POSTED: 1 December 2018
A wonderful couple of weeks disappeared quickly and it was time to head south to Brisbane. The Queensland capital shares its name with the Brisbane River that winds through the heart of the city. It’s an easy going place where green spaces, an artificial beach and historic buildings are woven into a modern urban landscape. There is a vibrant arts and sporting scene and when you add the temperate sub-tropical climate you have a few reasons why it has since become my home.
City Cat ferry, Brisbane River
The jewel in the Brisbane city crown is the lovely strip of lawns, rainforest and cultural attractions along the southern bank of the river. Southbank Parklands is a remnant of the World Expo in 1988 and there has recently been a 60m sightseeing wheel added. Southbank is bordered at one end by the Cultural Centre which is a sprawling area including the State Library, Performing Arts Centre, Queensland Museum and Art Gallery. On the other end is the Maritime Museum and I’ve taken time to visit all these fine attractions.
Lagoon and beach at Southbank
The landmark across the river is the lavish old Treasury Building that is now the city’s casino. It marks the beginning of the Queen St pedestrian mall and a CBD where all the streets running north-south are English queens and those running east- west are kings. Brisbane has two botanical gardens, one of which is beside the river in the city and the other a short drive away at the base of Mount Coot-tha. There is a superb lookout on top of the mountain that offers views of the city and out to the Moreton Bay islands.
Cycle pathway around Kangaroo Point
Several significant bridges cross the Brisbane River but the most iconic of them is the Story Bridge which has recently celebrated its 75th birthday. Although I’ve crossed the bridge numerous times, I’ve never done the adventure climb that ascends to its highest points 80 metres above the river. There is a large network of cycle paths in the city including scenic routes that follow the river but there’s nothing quite like actually getting out on the water. Aside from the cruise boats, there is a large fleet of city ferries gliding the river every day so no excuses!

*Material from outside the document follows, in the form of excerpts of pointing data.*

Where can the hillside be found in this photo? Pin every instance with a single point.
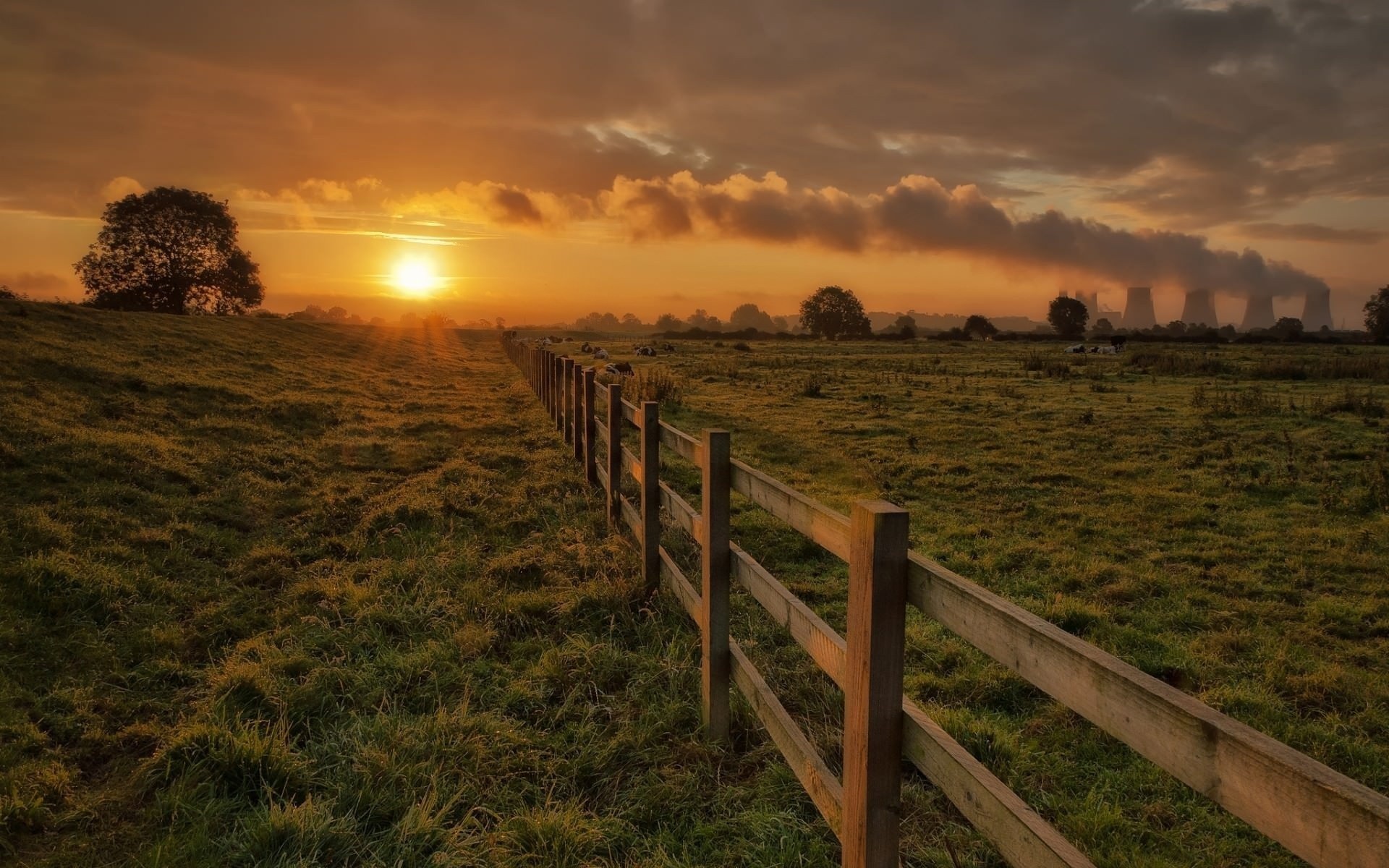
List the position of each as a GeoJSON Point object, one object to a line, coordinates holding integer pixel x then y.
{"type": "Point", "coordinates": [291, 593]}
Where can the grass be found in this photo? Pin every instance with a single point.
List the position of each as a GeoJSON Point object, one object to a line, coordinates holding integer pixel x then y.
{"type": "Point", "coordinates": [289, 593]}
{"type": "Point", "coordinates": [295, 593]}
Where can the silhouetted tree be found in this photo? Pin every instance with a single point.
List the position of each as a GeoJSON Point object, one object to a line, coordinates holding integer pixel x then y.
{"type": "Point", "coordinates": [750, 317]}
{"type": "Point", "coordinates": [1377, 315]}
{"type": "Point", "coordinates": [833, 312]}
{"type": "Point", "coordinates": [1288, 328]}
{"type": "Point", "coordinates": [171, 252]}
{"type": "Point", "coordinates": [1067, 317]}
{"type": "Point", "coordinates": [980, 327]}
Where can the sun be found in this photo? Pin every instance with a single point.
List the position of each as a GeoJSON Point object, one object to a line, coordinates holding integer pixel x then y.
{"type": "Point", "coordinates": [416, 277]}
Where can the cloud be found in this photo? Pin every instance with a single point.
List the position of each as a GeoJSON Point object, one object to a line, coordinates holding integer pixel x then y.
{"type": "Point", "coordinates": [1184, 114]}
{"type": "Point", "coordinates": [1312, 232]}
{"type": "Point", "coordinates": [921, 216]}
{"type": "Point", "coordinates": [38, 284]}
{"type": "Point", "coordinates": [120, 188]}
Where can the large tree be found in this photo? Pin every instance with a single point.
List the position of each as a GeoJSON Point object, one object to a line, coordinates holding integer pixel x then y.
{"type": "Point", "coordinates": [1377, 315]}
{"type": "Point", "coordinates": [833, 312]}
{"type": "Point", "coordinates": [1069, 317]}
{"type": "Point", "coordinates": [750, 317]}
{"type": "Point", "coordinates": [171, 252]}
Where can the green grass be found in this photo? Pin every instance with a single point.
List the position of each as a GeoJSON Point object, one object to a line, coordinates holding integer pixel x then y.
{"type": "Point", "coordinates": [294, 593]}
{"type": "Point", "coordinates": [285, 593]}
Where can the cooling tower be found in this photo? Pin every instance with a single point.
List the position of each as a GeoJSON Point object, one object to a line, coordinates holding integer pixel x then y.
{"type": "Point", "coordinates": [1317, 312]}
{"type": "Point", "coordinates": [1138, 312]}
{"type": "Point", "coordinates": [1259, 314]}
{"type": "Point", "coordinates": [1200, 309]}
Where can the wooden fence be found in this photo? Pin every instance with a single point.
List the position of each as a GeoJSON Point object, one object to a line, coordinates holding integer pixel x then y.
{"type": "Point", "coordinates": [1319, 814]}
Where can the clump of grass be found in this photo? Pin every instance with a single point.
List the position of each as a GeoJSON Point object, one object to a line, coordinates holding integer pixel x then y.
{"type": "Point", "coordinates": [1048, 365]}
{"type": "Point", "coordinates": [658, 383]}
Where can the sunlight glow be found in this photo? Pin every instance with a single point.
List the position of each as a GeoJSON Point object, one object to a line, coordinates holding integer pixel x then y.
{"type": "Point", "coordinates": [416, 277]}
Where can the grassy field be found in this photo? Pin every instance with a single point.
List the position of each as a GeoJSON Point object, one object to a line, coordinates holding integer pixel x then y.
{"type": "Point", "coordinates": [279, 593]}
{"type": "Point", "coordinates": [294, 593]}
{"type": "Point", "coordinates": [1215, 516]}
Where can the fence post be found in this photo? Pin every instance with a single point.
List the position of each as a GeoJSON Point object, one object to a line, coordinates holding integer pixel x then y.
{"type": "Point", "coordinates": [650, 496]}
{"type": "Point", "coordinates": [614, 454]}
{"type": "Point", "coordinates": [714, 560]}
{"type": "Point", "coordinates": [567, 403]}
{"type": "Point", "coordinates": [590, 435]}
{"type": "Point", "coordinates": [872, 677]}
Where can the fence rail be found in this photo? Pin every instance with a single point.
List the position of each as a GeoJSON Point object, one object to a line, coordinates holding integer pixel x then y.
{"type": "Point", "coordinates": [1317, 813]}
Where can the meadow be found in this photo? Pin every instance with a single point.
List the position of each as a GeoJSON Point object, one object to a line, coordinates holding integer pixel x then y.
{"type": "Point", "coordinates": [296, 593]}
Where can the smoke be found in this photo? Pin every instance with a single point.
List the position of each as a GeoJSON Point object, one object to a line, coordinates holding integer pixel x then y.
{"type": "Point", "coordinates": [921, 216]}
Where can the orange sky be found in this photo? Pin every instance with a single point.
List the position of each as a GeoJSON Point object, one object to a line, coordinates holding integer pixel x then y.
{"type": "Point", "coordinates": [652, 157]}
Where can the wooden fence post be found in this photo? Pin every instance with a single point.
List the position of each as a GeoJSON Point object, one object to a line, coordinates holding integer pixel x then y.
{"type": "Point", "coordinates": [567, 404]}
{"type": "Point", "coordinates": [584, 434]}
{"type": "Point", "coordinates": [614, 454]}
{"type": "Point", "coordinates": [872, 677]}
{"type": "Point", "coordinates": [650, 496]}
{"type": "Point", "coordinates": [715, 561]}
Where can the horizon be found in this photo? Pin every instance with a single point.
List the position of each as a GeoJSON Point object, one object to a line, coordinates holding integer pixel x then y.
{"type": "Point", "coordinates": [616, 167]}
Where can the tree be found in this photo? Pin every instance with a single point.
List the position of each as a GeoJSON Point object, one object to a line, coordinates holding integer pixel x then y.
{"type": "Point", "coordinates": [1377, 315]}
{"type": "Point", "coordinates": [1288, 328]}
{"type": "Point", "coordinates": [1067, 317]}
{"type": "Point", "coordinates": [750, 317]}
{"type": "Point", "coordinates": [833, 312]}
{"type": "Point", "coordinates": [980, 327]}
{"type": "Point", "coordinates": [171, 252]}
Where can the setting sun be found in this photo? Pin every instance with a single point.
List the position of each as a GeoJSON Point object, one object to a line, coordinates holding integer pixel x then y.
{"type": "Point", "coordinates": [416, 277]}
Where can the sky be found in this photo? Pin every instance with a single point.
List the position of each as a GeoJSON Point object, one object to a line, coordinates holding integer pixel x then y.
{"type": "Point", "coordinates": [548, 158]}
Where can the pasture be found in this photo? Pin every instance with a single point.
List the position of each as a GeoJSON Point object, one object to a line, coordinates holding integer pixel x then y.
{"type": "Point", "coordinates": [294, 593]}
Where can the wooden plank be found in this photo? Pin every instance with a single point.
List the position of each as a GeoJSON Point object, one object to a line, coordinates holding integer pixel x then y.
{"type": "Point", "coordinates": [872, 689]}
{"type": "Point", "coordinates": [679, 585]}
{"type": "Point", "coordinates": [714, 564]}
{"type": "Point", "coordinates": [810, 770]}
{"type": "Point", "coordinates": [1314, 812]}
{"type": "Point", "coordinates": [632, 519]}
{"type": "Point", "coordinates": [1019, 833]}
{"type": "Point", "coordinates": [681, 511]}
{"type": "Point", "coordinates": [816, 521]}
{"type": "Point", "coordinates": [614, 469]}
{"type": "Point", "coordinates": [681, 443]}
{"type": "Point", "coordinates": [590, 439]}
{"type": "Point", "coordinates": [820, 641]}
{"type": "Point", "coordinates": [650, 496]}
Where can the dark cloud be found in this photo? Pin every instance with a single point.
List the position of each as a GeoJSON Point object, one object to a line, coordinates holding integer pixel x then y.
{"type": "Point", "coordinates": [1312, 232]}
{"type": "Point", "coordinates": [921, 216]}
{"type": "Point", "coordinates": [38, 284]}
{"type": "Point", "coordinates": [1186, 114]}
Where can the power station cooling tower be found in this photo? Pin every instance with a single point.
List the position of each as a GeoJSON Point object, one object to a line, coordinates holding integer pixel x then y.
{"type": "Point", "coordinates": [1138, 312]}
{"type": "Point", "coordinates": [1259, 314]}
{"type": "Point", "coordinates": [1317, 312]}
{"type": "Point", "coordinates": [1200, 309]}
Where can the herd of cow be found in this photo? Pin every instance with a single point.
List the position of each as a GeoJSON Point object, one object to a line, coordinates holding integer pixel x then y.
{"type": "Point", "coordinates": [616, 368]}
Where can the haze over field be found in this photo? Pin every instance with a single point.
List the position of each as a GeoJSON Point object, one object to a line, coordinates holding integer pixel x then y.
{"type": "Point", "coordinates": [540, 161]}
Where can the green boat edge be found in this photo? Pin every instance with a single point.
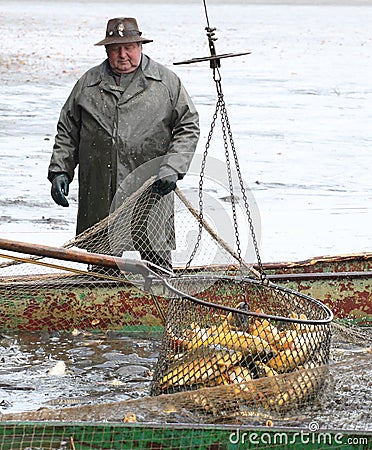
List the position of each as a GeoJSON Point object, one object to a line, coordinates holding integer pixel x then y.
{"type": "Point", "coordinates": [92, 435]}
{"type": "Point", "coordinates": [343, 283]}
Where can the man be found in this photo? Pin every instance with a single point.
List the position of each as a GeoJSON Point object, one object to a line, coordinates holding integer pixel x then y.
{"type": "Point", "coordinates": [124, 113]}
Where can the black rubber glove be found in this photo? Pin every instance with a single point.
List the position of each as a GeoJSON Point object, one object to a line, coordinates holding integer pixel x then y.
{"type": "Point", "coordinates": [166, 181]}
{"type": "Point", "coordinates": [59, 189]}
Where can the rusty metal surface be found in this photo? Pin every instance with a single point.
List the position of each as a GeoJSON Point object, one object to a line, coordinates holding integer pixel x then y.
{"type": "Point", "coordinates": [344, 283]}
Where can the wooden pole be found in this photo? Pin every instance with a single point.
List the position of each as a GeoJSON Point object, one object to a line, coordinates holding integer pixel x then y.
{"type": "Point", "coordinates": [127, 265]}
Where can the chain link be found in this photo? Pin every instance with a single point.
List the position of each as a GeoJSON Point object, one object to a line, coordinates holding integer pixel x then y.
{"type": "Point", "coordinates": [227, 139]}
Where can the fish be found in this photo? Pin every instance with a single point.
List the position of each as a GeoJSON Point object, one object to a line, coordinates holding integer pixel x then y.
{"type": "Point", "coordinates": [295, 354]}
{"type": "Point", "coordinates": [197, 368]}
{"type": "Point", "coordinates": [266, 331]}
{"type": "Point", "coordinates": [239, 341]}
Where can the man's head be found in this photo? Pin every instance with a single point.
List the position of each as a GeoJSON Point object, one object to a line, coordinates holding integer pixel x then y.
{"type": "Point", "coordinates": [124, 58]}
{"type": "Point", "coordinates": [123, 30]}
{"type": "Point", "coordinates": [123, 43]}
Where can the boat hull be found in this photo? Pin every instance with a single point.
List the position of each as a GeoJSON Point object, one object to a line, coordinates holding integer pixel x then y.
{"type": "Point", "coordinates": [343, 283]}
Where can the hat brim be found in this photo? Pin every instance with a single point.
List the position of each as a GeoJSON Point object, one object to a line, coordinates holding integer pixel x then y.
{"type": "Point", "coordinates": [124, 40]}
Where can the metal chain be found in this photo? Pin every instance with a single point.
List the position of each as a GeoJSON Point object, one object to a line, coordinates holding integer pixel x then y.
{"type": "Point", "coordinates": [242, 188]}
{"type": "Point", "coordinates": [201, 182]}
{"type": "Point", "coordinates": [227, 138]}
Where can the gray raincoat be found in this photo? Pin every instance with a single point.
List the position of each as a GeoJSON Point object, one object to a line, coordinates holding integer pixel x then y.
{"type": "Point", "coordinates": [109, 131]}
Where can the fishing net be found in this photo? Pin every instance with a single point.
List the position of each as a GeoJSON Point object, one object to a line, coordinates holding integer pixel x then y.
{"type": "Point", "coordinates": [233, 348]}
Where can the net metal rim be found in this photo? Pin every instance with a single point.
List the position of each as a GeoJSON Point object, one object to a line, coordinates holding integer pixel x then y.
{"type": "Point", "coordinates": [318, 304]}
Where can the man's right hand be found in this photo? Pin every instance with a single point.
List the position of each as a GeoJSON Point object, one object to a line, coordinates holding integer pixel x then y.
{"type": "Point", "coordinates": [59, 189]}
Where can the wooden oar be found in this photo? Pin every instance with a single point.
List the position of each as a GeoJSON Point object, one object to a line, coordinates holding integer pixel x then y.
{"type": "Point", "coordinates": [127, 265]}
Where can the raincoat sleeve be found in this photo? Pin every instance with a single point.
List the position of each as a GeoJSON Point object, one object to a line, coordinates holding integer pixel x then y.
{"type": "Point", "coordinates": [185, 131]}
{"type": "Point", "coordinates": [65, 150]}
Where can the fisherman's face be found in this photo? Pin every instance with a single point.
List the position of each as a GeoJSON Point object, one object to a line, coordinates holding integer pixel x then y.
{"type": "Point", "coordinates": [124, 58]}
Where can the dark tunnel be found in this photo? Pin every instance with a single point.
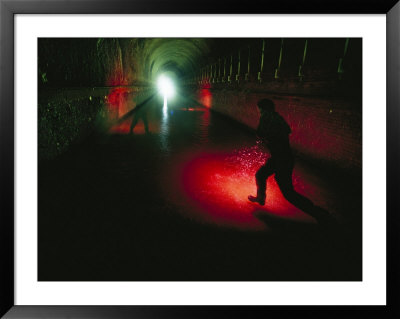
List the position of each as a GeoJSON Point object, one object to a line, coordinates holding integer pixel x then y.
{"type": "Point", "coordinates": [148, 149]}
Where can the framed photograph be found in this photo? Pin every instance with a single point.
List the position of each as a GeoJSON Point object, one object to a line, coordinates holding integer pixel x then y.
{"type": "Point", "coordinates": [173, 160]}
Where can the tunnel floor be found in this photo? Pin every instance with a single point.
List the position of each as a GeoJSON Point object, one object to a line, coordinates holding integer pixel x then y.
{"type": "Point", "coordinates": [171, 205]}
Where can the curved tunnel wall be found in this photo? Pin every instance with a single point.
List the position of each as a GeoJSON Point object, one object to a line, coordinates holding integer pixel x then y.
{"type": "Point", "coordinates": [315, 83]}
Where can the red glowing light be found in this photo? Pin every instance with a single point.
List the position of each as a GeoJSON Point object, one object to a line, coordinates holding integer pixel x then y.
{"type": "Point", "coordinates": [217, 185]}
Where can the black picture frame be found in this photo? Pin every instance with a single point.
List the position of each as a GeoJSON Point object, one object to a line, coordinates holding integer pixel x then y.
{"type": "Point", "coordinates": [9, 8]}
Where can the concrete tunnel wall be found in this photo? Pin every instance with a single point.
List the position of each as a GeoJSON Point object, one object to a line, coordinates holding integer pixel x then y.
{"type": "Point", "coordinates": [315, 84]}
{"type": "Point", "coordinates": [326, 130]}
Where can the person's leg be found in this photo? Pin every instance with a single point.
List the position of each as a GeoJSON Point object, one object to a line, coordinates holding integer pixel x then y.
{"type": "Point", "coordinates": [261, 180]}
{"type": "Point", "coordinates": [145, 122]}
{"type": "Point", "coordinates": [134, 122]}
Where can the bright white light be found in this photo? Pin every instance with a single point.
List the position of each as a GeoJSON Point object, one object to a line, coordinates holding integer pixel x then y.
{"type": "Point", "coordinates": [165, 86]}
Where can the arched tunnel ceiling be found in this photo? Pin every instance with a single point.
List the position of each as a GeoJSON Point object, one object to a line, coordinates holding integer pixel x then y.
{"type": "Point", "coordinates": [177, 55]}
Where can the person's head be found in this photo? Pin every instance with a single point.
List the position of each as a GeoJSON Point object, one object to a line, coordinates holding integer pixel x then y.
{"type": "Point", "coordinates": [266, 105]}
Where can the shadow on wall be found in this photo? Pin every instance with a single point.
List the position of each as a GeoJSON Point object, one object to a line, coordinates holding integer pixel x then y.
{"type": "Point", "coordinates": [324, 129]}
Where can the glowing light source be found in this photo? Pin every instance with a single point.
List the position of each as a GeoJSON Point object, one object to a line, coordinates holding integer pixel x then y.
{"type": "Point", "coordinates": [165, 86]}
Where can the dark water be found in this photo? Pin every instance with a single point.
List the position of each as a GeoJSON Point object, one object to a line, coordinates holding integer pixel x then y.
{"type": "Point", "coordinates": [172, 204]}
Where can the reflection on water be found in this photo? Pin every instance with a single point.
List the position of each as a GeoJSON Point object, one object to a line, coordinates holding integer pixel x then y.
{"type": "Point", "coordinates": [208, 163]}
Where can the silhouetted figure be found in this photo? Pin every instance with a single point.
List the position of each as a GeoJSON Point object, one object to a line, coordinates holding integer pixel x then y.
{"type": "Point", "coordinates": [274, 134]}
{"type": "Point", "coordinates": [140, 113]}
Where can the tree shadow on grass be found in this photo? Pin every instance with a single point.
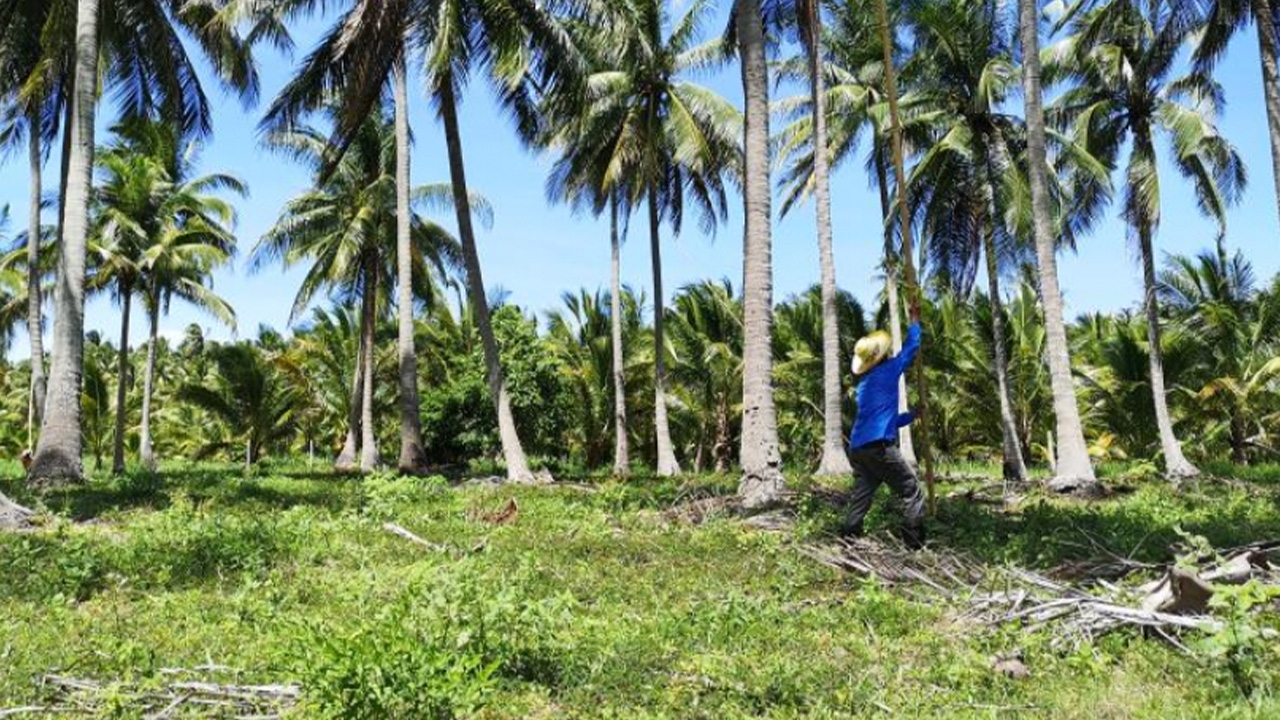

The iconic Brisbane City Hall
The icon of Brisbane is the attractive 1930’s sandstone City Hall that proudly overlooks King George Square. It was closed to the public for a number of years because it required extensive restoration but it is now reopened with a magnificent interior. The observation platform up in the bell tower offers brilliant city views and tucked away in the same building is the Museum of Brisbane which showcases the history and cultural landscape of the city. A very short walk away is one of the world’s largest subtropical urban gardens, the lovely Roma St Parklands.